We denote the initial pretraining (labeled) set by $\LabeledSet_0$ with $\LabeledSet_0 \subseteq \mathcal{X}$ and $|\LabeledSet_0|=k$, and denote the labeled set after the acquisition stage by $\LabeledSet_1$ with $|\LabeledSet_1|=k+B$ where $B$ represents the labeling budget. The unlabeled sets before and after acquisition are represented as $\Unlabeled_0$ and $\Unlabeled_1$ respectively.
The groundtruth utility function is defined as $u: 2^{\mathcal{X}} \rightarrow \mathbb{R}$, where $u(\mathcal{\utilitysample})$ quantifies the utility of a subset $\mathcal{\utilitysample} \subseteq \mathcal{X}$ by evaluating the validation accuracy of the classifier $f$ induced by the (labeled) data in $\mathcal{\utilitysample}$. Our goal is to find the optimal subset $\LabeledSet_1^*$ such that $f$, when trained on it, achieves the highest validation accuracy, thereby optimizing the utility function $u$:
\begin{align}
\label{mainproblem}
    \LabeledSet_1^* \in \argmax_{\LabeledSet_0 \subseteq \LabeledSet_1 \subseteq \mathcal{X}, |\LabeledSet_1 \setminus \LabeledSet_0| = B} u(\LabeledSet_1)
\end{align}
Here, $u(\LabeledSet_1) = \expctover{x}{\unit(f(x) \neq f^*(x)) \mid \LabeledSet_1}$ for classification tasks, and can be estimated by the error rate of the resulting $f$ on a validation set $\mathcal{S}_{\text{val}} \subseteq \mathcal{X}$. 

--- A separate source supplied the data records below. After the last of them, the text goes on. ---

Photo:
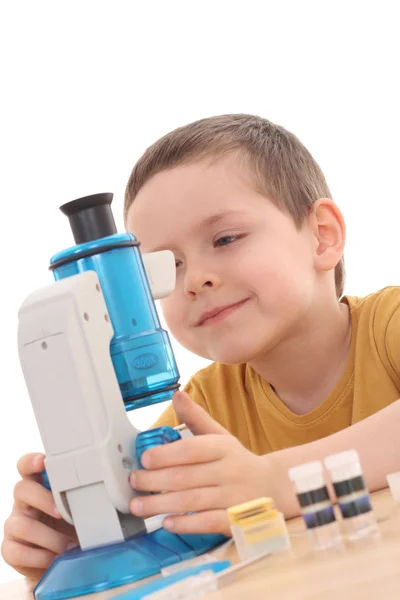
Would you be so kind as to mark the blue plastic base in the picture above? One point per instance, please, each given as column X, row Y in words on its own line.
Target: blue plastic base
column 78, row 572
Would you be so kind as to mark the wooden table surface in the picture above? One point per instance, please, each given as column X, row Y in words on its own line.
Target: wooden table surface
column 369, row 570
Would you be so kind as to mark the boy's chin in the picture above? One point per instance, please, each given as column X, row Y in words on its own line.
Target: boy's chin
column 231, row 355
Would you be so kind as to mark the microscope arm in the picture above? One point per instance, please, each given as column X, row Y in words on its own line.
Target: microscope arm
column 64, row 339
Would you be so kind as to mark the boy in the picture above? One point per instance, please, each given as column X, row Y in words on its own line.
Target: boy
column 298, row 372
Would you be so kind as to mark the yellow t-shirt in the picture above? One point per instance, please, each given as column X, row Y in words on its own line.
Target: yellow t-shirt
column 245, row 404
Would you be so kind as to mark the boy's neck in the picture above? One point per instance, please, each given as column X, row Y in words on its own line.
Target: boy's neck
column 305, row 370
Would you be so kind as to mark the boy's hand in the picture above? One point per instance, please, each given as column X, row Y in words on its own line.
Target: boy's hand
column 205, row 474
column 34, row 533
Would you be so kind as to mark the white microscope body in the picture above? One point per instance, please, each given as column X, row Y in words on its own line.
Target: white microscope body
column 64, row 336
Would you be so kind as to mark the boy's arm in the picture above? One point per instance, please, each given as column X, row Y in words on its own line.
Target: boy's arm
column 376, row 439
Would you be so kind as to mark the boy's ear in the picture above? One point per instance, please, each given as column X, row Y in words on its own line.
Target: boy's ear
column 328, row 227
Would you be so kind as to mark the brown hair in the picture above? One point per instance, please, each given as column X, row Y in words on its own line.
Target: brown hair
column 282, row 168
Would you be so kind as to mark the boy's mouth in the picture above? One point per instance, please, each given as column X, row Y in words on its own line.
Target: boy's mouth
column 216, row 315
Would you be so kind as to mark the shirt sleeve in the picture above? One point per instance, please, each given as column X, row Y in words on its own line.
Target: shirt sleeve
column 392, row 343
column 168, row 417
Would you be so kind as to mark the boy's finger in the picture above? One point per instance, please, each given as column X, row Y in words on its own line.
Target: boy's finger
column 173, row 479
column 188, row 451
column 26, row 530
column 29, row 493
column 194, row 416
column 210, row 521
column 31, row 464
column 19, row 555
column 177, row 502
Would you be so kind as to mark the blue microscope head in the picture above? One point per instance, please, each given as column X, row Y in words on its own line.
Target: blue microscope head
column 140, row 349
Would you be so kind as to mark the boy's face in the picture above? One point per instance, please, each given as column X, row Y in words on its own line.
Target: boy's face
column 237, row 255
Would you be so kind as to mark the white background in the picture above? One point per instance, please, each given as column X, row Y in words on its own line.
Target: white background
column 87, row 86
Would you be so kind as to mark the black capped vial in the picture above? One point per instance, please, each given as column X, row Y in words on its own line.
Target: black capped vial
column 316, row 506
column 352, row 495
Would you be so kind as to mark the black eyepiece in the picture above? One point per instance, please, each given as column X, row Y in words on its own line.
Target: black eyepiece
column 90, row 217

Learning $u$ in Equation \ref{mainproblem} is challenging in our setting. Indeed, even approximating $u$ requires the groundtruth utility for a large collection of subsets of the labeled pool, under the practical constraints of a limited labeling budget. We emphasize that the instances are selected \textit{non-adaptively} in the acquisition stage, i.e., our selection of instances does not depend on the labels of previously selected instances. We aim to devise an acquisition strategy for subset selection with maximal downstream classification accuracy.